Sem que se encontre uma razão substantiva para tal, o debate sobre a criação das regiões regressou. Não nos admira que os principais protagonistas, de algumas estruturas desconcentradas da Administração Pública, não encontrem outra narrativa que não seja a abordagem estafada que, desde a década de 70 do século passado, vêm replicando. Mas o que mais nos inquieta é a junção ao coro, de políticos conhecedores, mas não conhecidos por serem imponderados na agregação a ocasionais movimentos “de moda”.

A regionalização continua na Constituição da República Portuguesa, como também lá estão outras proclamações que tardam em ser levadas a cabo. E o caminho que a “lei mãe” nos propõe, para concretizarmos o nascimento de novas estruturas políticas, de âmbito supra-municipal, mostra-se errado, nos dias em que vivemos.

Para que se cumpra o objectivo de se criarem regiões no território continental, impõe a CRP, que se faça, previamente, um referendo nacional sobre dois aspectos essenciais: sobre a vontade de se fazerem nascer essas mesmas regiões e sobre quantas e que área territorial devem comportar. E esse caminho está longe de ser luminoso.
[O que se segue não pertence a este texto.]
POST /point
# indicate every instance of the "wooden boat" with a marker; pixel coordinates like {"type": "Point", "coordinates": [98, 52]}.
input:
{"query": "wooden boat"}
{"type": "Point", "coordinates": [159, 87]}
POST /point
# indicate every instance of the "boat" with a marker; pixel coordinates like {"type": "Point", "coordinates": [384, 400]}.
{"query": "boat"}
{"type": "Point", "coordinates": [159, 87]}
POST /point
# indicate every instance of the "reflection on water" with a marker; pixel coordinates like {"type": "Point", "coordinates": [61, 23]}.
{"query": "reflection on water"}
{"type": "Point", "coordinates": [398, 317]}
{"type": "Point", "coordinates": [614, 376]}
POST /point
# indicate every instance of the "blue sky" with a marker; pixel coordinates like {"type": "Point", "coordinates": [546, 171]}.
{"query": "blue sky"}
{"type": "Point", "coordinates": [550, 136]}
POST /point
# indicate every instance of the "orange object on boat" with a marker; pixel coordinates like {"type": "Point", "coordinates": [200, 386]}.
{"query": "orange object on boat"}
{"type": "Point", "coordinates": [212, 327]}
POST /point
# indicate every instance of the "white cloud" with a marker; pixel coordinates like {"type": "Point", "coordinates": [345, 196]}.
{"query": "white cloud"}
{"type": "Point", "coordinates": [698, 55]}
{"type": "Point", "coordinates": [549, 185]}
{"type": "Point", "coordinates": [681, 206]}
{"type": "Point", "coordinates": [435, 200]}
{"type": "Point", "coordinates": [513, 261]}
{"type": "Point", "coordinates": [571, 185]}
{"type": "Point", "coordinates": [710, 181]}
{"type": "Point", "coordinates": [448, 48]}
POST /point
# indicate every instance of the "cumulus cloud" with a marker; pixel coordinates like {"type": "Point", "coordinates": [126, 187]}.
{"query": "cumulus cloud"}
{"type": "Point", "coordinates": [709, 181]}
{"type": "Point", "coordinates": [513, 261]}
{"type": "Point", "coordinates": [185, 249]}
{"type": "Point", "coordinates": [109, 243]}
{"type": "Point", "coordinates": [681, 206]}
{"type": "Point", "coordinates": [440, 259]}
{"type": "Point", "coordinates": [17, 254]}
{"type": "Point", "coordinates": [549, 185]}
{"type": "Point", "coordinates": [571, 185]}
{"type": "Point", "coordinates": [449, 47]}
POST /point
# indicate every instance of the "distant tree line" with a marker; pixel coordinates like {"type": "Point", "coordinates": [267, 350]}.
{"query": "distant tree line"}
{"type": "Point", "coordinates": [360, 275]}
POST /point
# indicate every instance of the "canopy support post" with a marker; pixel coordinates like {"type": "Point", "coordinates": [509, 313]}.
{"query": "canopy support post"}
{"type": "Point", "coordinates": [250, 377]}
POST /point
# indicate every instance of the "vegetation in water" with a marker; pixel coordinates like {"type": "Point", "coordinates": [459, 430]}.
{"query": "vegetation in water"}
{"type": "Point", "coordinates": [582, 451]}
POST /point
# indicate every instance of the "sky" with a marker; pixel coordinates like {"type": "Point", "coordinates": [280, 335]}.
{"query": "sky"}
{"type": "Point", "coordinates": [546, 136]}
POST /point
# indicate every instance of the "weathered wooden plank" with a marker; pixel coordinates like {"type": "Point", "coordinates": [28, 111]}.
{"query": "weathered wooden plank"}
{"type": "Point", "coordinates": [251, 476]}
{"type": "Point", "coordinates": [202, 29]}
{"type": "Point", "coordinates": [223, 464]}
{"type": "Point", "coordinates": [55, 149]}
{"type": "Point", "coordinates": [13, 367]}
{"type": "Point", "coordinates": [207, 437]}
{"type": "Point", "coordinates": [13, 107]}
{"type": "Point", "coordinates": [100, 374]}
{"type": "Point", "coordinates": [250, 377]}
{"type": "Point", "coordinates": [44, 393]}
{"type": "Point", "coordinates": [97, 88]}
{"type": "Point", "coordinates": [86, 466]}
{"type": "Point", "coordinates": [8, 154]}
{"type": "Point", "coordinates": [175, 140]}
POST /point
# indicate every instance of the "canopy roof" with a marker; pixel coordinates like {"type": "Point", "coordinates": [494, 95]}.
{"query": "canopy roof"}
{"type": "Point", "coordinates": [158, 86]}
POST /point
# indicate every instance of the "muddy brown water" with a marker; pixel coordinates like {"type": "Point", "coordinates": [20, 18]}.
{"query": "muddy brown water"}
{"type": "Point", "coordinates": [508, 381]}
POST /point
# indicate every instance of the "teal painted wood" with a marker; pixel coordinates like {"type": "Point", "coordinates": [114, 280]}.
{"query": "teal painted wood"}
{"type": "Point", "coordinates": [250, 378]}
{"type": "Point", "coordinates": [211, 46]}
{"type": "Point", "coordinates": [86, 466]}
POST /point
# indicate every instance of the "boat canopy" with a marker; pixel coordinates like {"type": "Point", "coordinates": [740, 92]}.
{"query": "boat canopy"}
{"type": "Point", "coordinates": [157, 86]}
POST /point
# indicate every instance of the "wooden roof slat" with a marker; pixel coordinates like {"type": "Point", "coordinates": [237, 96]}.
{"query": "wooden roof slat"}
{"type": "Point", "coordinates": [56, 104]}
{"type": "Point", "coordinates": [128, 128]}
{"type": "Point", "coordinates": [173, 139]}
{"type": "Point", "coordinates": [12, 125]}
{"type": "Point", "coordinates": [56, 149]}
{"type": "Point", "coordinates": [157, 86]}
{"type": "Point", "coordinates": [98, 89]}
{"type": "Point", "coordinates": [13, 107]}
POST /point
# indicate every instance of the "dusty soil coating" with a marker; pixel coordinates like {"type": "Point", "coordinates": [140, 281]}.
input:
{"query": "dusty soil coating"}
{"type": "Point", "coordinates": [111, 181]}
Ao mesmo tempo, outro debate terá que ser feito, o que se prende com as atribuições e competências que estas novas entidades comportarão, e como estas se articularão com o positivo crescimento institucional das autarquias municipais e com o inexistente, mas urgente, peso das áreas metropolitanas. A este mesmo debate, não deixará de se somar um outro, o que está directamente ligado ao peso, na despesa do Estado, das estruturas políticas e administrativas nascentes.

Num tempo de grave crise económica e financeira, em que o país tem que fazer um esforço conjunto para que possa regressar ao crescimento e às contas públicas saudáveis, será difícil encontrar um agregado de razões plausíveis e urgentes, para se justificar o regresso ao debate. É claro que a Região Norte, em especial a Área Metropolitana do Porto, vive situações dramáticas. Com taxas de desemprego superiores às médias nacionais, com um progressivo grupo de cidadãos dependentes dos apoios sociais e com quase ausência de investimento, o mais fácil é voltar a reinventar a roda, e regressar á velha forma de debater a regionalização.

O problema do Norte é a perda de uma voz agregadora, de empresários fortes, de elites que pensem e sejam autónomas. E a prova de que se pode dar um novo impulso, mesmo sem regionalização, está na realidade vivida pelo Porto e pela sua capacidade de liderança, durante quase toda a década de 90 do século passado.

Perante tudo isto, deve o país deixar de pensar sobre a existência de estruturas políticas de âmbito supra-municipal? Claro que não! Mas deve voltar a estudar, deve mobilizar os agentes locais para o debate nacional, deve ponderar a simultaneidade da criação das regiões e a formatação igualitária das suas competências. Deve, em suma, fazer o trabalho de casa que, por vezes, o folclore faz esquecer. E voltar ao debate quando a urgência da crise não for o que mais aperta as famílias portuguesas.